4) Transpositions of adjacent letters (e.g. porbelm for problem) are easier to read than more distant transpositions (e.g. pborlem). We know from research in which people read words presented very briefly on a computer screen that the exterior letters of words are easier to detect than middle letters – confirming one of the ideas present in the meme. We also know that position information for letters in the middle of words is more difficult to detect and that those errors that are made tend to be transpositions.
One explanation of this property of the reading system is that it results from the fact that the position of an exterior letter is less easily confused with adjacent letters. There is only direction in which an exterior letter can move, and there are fewer adjacent letters to ‘mask’ an exterior letter. Both of these properties emerge very naturally from a neural network model in which letters are identified at different positions in an artifical retina.
The account proposed by Richard Shillcock and colleagues, also suggests another mechanism that could be at work in the meme. They propose a model of word recognition in which each word is split in half since the information at the retina is split between the two hemispheres of the brain when we read. In some of the simulations of their model, Richard Shillcock simulates the effect of jumbling letters in each half of the word. It seems that keeping letters in the appropriate half of the word, reduces the difficulty of reading jumbled text. This approach was used in generating example (1) above, but not for (2) or (3).
5) None of the words that have reordered letters create another word (wouthit vs witohut). We know from existing work, that words that can be confused by swapping interior letters (e.g. salt and slat) are more difficult to read. To make an easy to read jumbled word you should therefore avoid making other words.

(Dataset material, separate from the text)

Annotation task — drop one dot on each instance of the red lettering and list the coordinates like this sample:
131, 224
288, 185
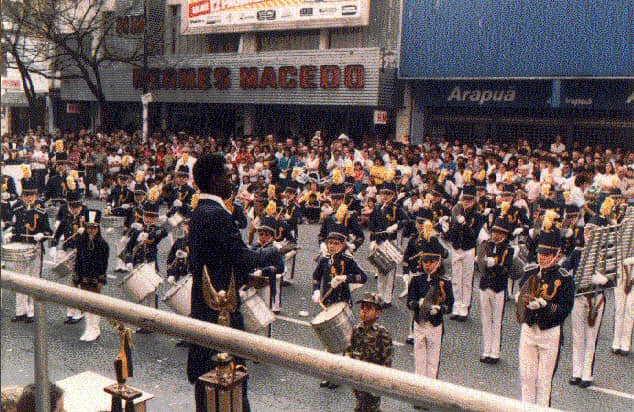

6) Transpositions were used that preserve the sound of the original word (e.g. toatl vs ttaol for total). This will assist in reading, since we often attend to the sound of the words even when reading for meaning:
7) The text is reasonably predictable. For instance, given the first few words of the sentence, you can guess what words are coming next (even with very little information from the letters in the word). We know that context plays an important role in understanding speech that is distorted or presented in noise, the same is probably true for written text that has been jumbled.